CIBSunday: Sega MultiMega 3
Image: Damien McFerran / Time Extension

While Sega made plenty of odd hardware choices during the '90s, one particular product always fascinated me as a kid – the Multi-Mega.

The moment I saw the first print advertisement for this all-in-one Mega Drive and Mega CD console – which proudly showed its actual size on a single page – I knew I had to own one.

However, its high price point ($399.99 / £399.99) – coupled with the fact that, in 1994, I was already keenly aware that a new and more powerful generation of hardware was on the horizon – meant that I quickly put such aspirations to rest and shifted my focus to the forthcoming Saturn and PS1, both of which would arrive in Japan towards the end of the same year.

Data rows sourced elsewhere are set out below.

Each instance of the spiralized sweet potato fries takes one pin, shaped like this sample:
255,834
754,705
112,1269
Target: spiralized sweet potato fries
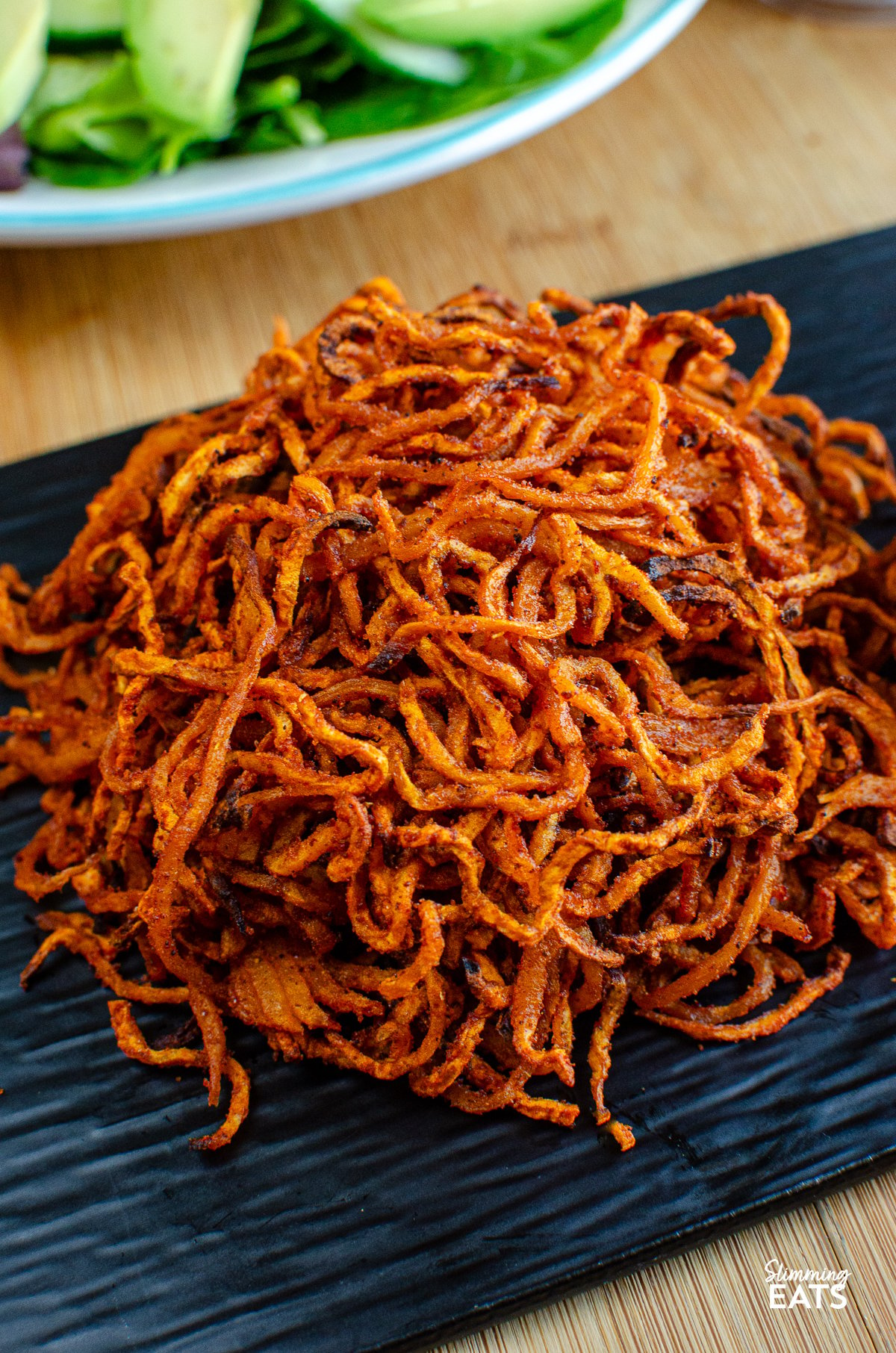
471,673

CIBSunday: Sega MultiMega 5
Image: Damien McFerran / Time Extension
CIBSunday: Sega MultiMega 2
Image: Damien McFerran / Time Extension

Even so, the Multi-Mega (or CD-X as it was known in the US) continued to hold appeal; with its CD player-like dimensions and sleek design, it tempted me sorely over the next decade or so until I was eventually able to obtain one online for a very reasonable price in the early 2010s – only to discover that it was faulty, and had to be returned to the vendor.

More recently, I finally pulled the trigger and purchased a CIB example (albeit in a rather scratched-up box) from a retailer in the UK and promptly had it modded by the ever-dependable Simon Lock, so it's now capable of playing US and Japanese discs – and it runs at 60Hz, too.

Removed from the 32-bit landscape of the late '90s, the Multi-Mega makes a little more sense; twinned with a suitable flash cart, it's capable of running every Mega Drive and Mega CD game – all via a system which looks great even in your modern-day AV setup.

The elephant in the room, of course, is that the Multi-Mega costs an absolute fortune today – but can you really put a price on such overstated elegance?

(Spoiler: yes, you can, but we still love it).